I’d prefer soundtracks from a whole roster of LA beatmakers: Put on Flying Lotus’ Cosmogramma and work on your own big bang theory! Or if you’re a little lazy in the sack, shuffle sugar to the sounds of Shlohmo (his new Vacation EP should steer you into titillating territory). If this is all just way too alt for you, though, forget it then — rev your bro-motor, rip off your Wranglers, and throw on Blitzen Trapper’s “Love U.”
If you try all that and still can’t get frisked, you might just need to get yourself arrested. Here’s a short list of what to absolutely stay away from, though:
1. “Gnashville” by Why? All the last damn rivers have gone dry and practicing your plane-wreck face? Noooo.
2. “We Go Dumb Out Here in the Bay” by Mistah FAB. Between the truncated beat and FAB’s conceit that’s hot, and I’m not, it’s just not the kind of trunk-slappin’ you want to be doing.

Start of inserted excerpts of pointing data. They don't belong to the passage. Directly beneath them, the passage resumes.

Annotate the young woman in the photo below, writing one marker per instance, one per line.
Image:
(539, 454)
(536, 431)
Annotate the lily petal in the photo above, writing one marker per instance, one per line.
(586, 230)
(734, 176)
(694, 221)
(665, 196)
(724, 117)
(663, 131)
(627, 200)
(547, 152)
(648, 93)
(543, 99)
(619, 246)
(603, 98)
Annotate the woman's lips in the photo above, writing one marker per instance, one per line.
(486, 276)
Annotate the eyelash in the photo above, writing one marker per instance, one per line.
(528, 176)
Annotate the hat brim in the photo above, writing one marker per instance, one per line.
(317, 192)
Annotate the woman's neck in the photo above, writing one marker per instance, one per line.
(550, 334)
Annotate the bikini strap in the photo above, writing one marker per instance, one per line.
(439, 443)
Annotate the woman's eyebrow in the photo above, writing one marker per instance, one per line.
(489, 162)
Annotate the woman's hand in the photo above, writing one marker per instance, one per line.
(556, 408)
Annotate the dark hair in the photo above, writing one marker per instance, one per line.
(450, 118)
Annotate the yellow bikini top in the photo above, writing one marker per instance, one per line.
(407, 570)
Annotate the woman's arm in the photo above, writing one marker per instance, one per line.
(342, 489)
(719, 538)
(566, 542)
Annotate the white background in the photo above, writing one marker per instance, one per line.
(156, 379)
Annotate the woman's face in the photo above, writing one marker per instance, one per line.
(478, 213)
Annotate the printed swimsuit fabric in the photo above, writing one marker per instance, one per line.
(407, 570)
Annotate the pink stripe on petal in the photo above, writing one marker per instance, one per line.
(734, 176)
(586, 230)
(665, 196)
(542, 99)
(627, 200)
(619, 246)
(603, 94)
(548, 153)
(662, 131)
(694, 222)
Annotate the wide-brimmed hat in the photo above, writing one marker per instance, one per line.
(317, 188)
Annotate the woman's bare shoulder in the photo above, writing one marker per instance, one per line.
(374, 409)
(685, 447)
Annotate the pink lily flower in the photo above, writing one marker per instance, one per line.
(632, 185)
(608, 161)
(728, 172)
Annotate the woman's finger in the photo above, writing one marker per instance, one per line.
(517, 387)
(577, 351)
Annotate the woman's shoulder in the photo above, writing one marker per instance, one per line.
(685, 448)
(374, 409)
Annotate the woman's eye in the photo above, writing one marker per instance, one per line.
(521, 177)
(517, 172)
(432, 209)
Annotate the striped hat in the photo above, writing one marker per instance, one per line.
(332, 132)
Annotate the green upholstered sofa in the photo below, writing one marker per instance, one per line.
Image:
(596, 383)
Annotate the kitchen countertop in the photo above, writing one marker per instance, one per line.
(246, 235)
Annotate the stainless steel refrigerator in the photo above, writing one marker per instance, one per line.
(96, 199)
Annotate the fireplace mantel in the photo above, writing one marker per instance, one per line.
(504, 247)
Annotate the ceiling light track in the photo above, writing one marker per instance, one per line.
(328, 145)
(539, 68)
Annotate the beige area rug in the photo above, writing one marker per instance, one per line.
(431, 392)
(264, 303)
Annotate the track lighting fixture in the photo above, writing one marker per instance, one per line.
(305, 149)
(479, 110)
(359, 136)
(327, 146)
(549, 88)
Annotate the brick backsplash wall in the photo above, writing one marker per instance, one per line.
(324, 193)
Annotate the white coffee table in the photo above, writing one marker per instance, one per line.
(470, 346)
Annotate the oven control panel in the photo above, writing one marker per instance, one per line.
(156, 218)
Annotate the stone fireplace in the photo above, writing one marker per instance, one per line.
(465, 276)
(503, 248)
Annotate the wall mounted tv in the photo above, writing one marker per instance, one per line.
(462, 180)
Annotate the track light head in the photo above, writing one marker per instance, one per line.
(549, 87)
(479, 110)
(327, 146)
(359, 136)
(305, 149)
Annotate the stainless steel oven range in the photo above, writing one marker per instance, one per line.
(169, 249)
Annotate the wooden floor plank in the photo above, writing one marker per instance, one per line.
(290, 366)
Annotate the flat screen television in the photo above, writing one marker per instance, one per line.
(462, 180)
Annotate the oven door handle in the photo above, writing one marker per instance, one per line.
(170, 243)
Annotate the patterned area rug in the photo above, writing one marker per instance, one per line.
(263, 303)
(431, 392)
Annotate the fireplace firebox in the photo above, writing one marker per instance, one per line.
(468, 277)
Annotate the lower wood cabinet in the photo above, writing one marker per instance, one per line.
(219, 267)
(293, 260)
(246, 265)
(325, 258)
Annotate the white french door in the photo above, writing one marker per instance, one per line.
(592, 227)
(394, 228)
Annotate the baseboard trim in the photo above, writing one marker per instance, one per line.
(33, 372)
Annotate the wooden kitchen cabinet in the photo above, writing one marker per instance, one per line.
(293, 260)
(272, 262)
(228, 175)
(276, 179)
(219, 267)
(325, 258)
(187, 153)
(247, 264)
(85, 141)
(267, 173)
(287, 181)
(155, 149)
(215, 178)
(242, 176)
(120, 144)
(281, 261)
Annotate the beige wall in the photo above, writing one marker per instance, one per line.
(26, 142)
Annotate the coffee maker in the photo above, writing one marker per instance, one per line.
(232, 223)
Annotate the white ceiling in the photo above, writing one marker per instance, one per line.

3. “Old Man” by Neil Young. This song induces any number of bodily functions, none of them being remotely related to getting your rocks off. Banjo solo?
4. “Bucephalus Bouncing Ball” by Aphex Twin. An exception to the instrumental music rule — unless you’re some sort of bionic powerhouse, try “Windowlicker” instead.
5. “Help!” by The Beatles. This is just a reminder that not every Beatles song is appropriate for every occasion. If you must go that route, at least pick some late-career Beatles or even obscure side projects; anything that doesn’t make you want to snap your fingers along.
Keep a moderate BPM (beats per minute) — between about 80 and 130. If that means putting an old-school metronome on your nightstand, so be it!